7. Lo más importante: Empezar por nosotras (os) mismas (os).

Cuesta trabajo pero, no es imposible deshacernos de patrones que solo afectan a la sociedad; nosotros como parte de ella, debemos poner en cuestión nuestros propios prejuicios, pensamientos, y conductas. De este modo, nuestras acciones serán replicadas por más y más personas, al punto en que se trate de un efecto mariposa.

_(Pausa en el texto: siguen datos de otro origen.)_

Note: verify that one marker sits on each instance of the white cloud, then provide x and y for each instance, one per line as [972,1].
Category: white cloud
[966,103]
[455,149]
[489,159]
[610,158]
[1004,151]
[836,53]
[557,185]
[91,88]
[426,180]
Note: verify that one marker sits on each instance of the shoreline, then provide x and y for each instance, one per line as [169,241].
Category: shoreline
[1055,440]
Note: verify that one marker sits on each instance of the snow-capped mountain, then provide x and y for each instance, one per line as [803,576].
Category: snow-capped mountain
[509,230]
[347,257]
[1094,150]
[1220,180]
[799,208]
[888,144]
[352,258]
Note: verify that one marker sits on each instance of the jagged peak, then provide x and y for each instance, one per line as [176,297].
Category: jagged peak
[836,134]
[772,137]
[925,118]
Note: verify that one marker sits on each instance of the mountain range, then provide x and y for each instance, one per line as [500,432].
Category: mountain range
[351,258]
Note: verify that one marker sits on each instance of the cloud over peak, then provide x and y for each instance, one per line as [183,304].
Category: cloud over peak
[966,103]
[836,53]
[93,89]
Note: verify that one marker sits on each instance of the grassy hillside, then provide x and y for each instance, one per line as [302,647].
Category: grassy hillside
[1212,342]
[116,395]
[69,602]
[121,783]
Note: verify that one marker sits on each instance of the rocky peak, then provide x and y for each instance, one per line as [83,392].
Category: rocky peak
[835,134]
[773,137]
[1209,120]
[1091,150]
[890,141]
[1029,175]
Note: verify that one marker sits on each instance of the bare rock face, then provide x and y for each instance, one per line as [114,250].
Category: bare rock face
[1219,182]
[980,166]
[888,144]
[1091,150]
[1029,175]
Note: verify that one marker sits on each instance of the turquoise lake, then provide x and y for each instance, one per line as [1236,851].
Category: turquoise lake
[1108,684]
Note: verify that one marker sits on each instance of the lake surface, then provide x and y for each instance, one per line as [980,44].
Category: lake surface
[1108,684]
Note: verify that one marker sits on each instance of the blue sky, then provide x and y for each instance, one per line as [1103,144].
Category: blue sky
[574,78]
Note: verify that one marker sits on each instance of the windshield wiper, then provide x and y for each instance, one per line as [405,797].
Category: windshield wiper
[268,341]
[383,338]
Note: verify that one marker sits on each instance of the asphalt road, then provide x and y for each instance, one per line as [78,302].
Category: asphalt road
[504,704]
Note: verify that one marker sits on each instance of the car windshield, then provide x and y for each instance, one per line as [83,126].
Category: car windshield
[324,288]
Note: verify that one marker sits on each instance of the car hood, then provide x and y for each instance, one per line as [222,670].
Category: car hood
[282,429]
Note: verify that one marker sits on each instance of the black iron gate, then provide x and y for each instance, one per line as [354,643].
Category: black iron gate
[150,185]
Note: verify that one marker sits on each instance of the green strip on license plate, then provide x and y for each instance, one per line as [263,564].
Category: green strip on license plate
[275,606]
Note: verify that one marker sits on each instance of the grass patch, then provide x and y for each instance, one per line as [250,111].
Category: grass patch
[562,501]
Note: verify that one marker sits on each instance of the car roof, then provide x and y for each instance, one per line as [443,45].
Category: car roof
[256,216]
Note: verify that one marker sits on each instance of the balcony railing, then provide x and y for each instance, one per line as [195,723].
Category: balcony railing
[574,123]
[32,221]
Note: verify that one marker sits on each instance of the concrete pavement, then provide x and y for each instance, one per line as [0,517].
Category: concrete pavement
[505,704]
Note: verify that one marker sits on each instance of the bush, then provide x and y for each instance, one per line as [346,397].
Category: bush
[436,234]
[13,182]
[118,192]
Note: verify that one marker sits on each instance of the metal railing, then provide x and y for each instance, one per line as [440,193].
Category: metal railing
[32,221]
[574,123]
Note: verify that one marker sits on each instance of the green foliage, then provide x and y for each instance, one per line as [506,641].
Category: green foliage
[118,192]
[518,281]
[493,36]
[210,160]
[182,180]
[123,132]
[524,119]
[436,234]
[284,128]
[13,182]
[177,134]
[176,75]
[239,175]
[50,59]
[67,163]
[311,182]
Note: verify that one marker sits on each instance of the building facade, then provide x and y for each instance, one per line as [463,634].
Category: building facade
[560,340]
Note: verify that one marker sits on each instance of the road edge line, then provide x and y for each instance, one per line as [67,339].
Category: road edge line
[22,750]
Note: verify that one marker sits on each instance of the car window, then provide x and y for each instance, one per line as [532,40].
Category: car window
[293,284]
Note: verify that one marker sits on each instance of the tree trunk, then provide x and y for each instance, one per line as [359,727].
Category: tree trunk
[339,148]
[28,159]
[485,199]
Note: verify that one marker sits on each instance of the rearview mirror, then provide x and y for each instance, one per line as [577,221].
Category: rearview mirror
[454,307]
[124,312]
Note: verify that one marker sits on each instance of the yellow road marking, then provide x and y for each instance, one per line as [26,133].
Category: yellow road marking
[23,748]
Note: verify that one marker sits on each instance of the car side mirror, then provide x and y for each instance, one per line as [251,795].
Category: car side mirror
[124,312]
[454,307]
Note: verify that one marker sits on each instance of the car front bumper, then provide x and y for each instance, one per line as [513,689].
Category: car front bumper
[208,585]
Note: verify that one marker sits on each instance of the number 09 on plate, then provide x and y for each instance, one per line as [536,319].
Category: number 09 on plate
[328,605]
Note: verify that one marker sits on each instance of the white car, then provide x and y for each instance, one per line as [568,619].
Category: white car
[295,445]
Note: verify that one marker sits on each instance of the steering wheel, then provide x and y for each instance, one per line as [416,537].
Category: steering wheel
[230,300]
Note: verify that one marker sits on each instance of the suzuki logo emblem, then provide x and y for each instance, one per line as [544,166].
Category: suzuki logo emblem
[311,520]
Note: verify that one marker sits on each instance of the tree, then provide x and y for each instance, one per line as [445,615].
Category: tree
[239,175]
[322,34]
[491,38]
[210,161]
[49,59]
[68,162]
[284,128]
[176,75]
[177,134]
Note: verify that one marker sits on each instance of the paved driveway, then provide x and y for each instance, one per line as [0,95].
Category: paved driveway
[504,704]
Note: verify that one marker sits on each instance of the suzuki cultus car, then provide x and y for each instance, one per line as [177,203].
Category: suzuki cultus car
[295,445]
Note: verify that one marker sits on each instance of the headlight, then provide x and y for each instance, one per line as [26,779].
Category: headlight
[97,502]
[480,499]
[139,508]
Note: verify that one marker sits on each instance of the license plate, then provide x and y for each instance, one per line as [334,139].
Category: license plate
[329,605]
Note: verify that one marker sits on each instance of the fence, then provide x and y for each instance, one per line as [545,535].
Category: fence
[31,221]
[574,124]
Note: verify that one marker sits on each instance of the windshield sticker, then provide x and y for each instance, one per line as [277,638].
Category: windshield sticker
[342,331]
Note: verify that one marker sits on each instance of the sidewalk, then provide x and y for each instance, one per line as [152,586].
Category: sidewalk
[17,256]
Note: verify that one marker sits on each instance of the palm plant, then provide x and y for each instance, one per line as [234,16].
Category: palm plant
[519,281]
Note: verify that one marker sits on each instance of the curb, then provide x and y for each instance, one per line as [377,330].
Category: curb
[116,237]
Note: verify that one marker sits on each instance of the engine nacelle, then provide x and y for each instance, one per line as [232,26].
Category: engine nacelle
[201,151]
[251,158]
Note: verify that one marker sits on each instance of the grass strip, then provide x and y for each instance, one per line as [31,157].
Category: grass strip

Erradicar la violencia de género empieza por las pequeñas cosas que han logrado impactar en grandes proporciones al mundo, al punto de normalizarlas. Si bien no podemos cambiar el modo en que todo el mundo se conduce, sí tenemos en nuestro poder ser influenciadores del cambio, podemos motivar al resto a pensar distinto, y ser más respetuosos.